法的位置付けに関する議論
出典: フリー百科事典『ウィキペディア(Wikipedia)』 (2022/04/29 14:46 UTC 版)
「フリーオ」の記事における「法的位置付けに関する議論」の解説
以下には、B-CAS方式に対する議論も含まれる。 フリーオの法的位置付けに関しては、それ自体の製造・販売に対する観点と、B-CASカードの利用に対しての観点で考える必要がある。 日本の放送業界や家電業界は、電波産業会(ARIB)運用規定に準拠しない(B-CASカード発行審査に合格しない)チューナーを「不正チューナ」と定義しているが、これは業界の視点から見て手続きを踏んでいないという意味であり、法的な裏付けに基づくものではない。 日本のデジタル放送が受信可能なチューナーの開発を管理する法律はないため、フリーオのような受信機の開発自体に違法性はない。日本のメーカーはARIBに準拠したチューナーを製作しているが、あくまでも一種の紳士協定的なものに過ぎず法的拘束力はない。また、MULTI2部分を含めデジタル放送の仕様は公開されているため企業秘密の漏洩にも該当しない。MULTI2は、同規格を開発した日立製作所の特許であるため特許権侵害の可能性があったが、該当する特許は2008年(平成20年)4月28日に期限が切れている。 使用については著作権法違反(技術的保護手段の回避。30条1項2号)、開発や販売については不正競争防止法違反(技術的制限手段迂回装置提供行為。2条1項10号)や著作権法違反(技術的制限手段迂回装置提供行為。120条の2第1号)が疑われる。 製造・販売に関しては「総務省がこの種のチューナーの規制を検討」と報じられたこともあり、今後については不明である。 B-CASカード使用許諾契約約款に基づけば、B-CASカードのシュリンクラップを開封した者が、フリーオでB-CASカードを利用すると約款が想定している用途と異なるために、契約違反が成立する可能性があり(同約款第8条第1項・第9条)、ビーエス・コンディショナルアクセスシステムズ側もフリーオにB-CASカードを挿入して使用することを禁じている。シュリンクラップに基づく契約の有効性に関しては、異論がある状況である。
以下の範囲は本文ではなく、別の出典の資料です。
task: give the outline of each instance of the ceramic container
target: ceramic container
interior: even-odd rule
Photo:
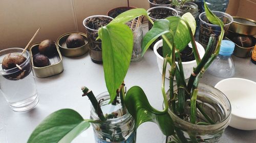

電器店が設置するなど使用者がシュリンクラップを開封していない場合には効力が及ばない。 この約款は民事上の契約に該当するため、約款に違反したことをもって刑事訴追の対象とはならない。 各家庭でのB-CASカードの使用実態を調査する仕組みはないため、契約違反を主張しても立証は現実的に不可能と考えられる。 フリーオの公式サイトでは、B-CASカードは利用者が各自入手すべきとされているが、B-CAS社に虚偽の申請をしてカード(=財物)を発行させた場合には詐欺罪(刑法246条1項)に該当する可能性があるとの主張がある。